NEW YORK (Reuters) - Bank of America Corp posted a 37.5 percent drop in first quarter earnings, hurt by mortgage-related costs.
HEINO RULAND, ANALYST, RULAND RESEARCH, FRANKFURT
"The figures are clearly disappointing and missed the market expectations. It is clear that a number of factors played a role and influenced the different earnings levels. Pressure on the mortgage business had a significant impact for example. This in itself, however, doesn't really come as a huge surprise to me, but the market seems to have been more optimistic and may be disappointed."
STEFAN DE SCHUTTER, TRADER, ALPHA TRADING, FRANKFURT
"The EPS is worse than expected and this is really surprising considering the satisfying JP Morgan figures earlier this week. These figures could weigh on the market but many investors may still be waiting to see how others like Goldman and Morgan Stanley do before taking direction and making a solid judgment on the sector. I don't think that this is one of the most indicative groups in the sector."
DAVID MORRISON, MARKET STRATEGIST, GFT GLOBAL MARKETS, LONDON
"The first thing is of course the earnings per share which is a big miss. I think the reason seems to be Bank of America is struggling with the mortgage mess and cleaning up what is going on there. This is an ongoing situation.
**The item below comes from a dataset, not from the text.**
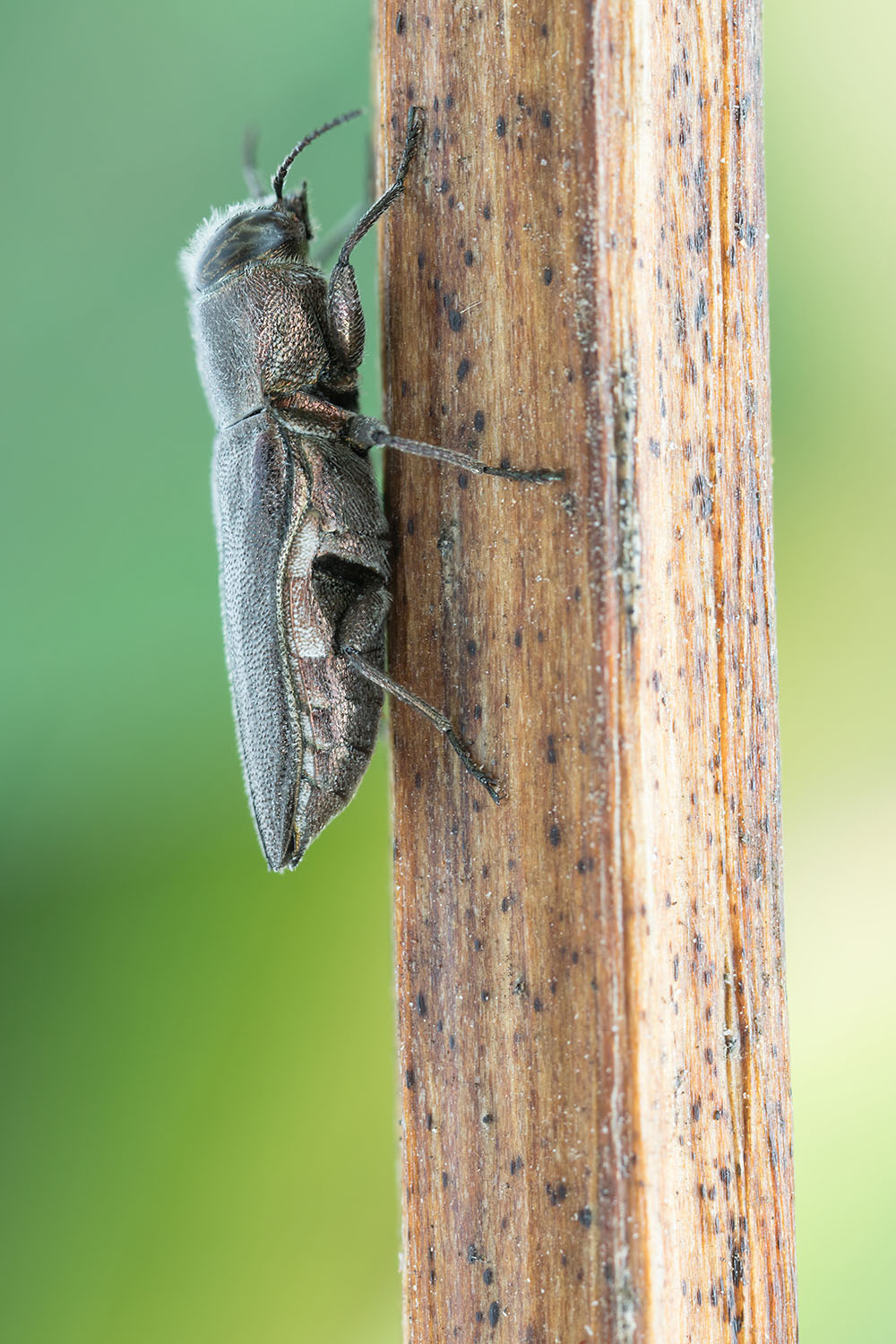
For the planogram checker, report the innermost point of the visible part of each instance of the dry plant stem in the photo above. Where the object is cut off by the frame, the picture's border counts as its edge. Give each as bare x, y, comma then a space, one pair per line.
590, 975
We are seeing investors are marking its shares down ... If we are really seeing a slowdown in the U.S. economy, which we certainly seem to be with GDP estimates getting revised down and rising input costs across the board going to affect corporations and consumers already been hit, we might see a dip down in consumer demand. Going forward, I think Bank of America is going to struggle and it can't rely on consumer going forward. It has got a lot to unscramble with the mortgage mess and foreclosures."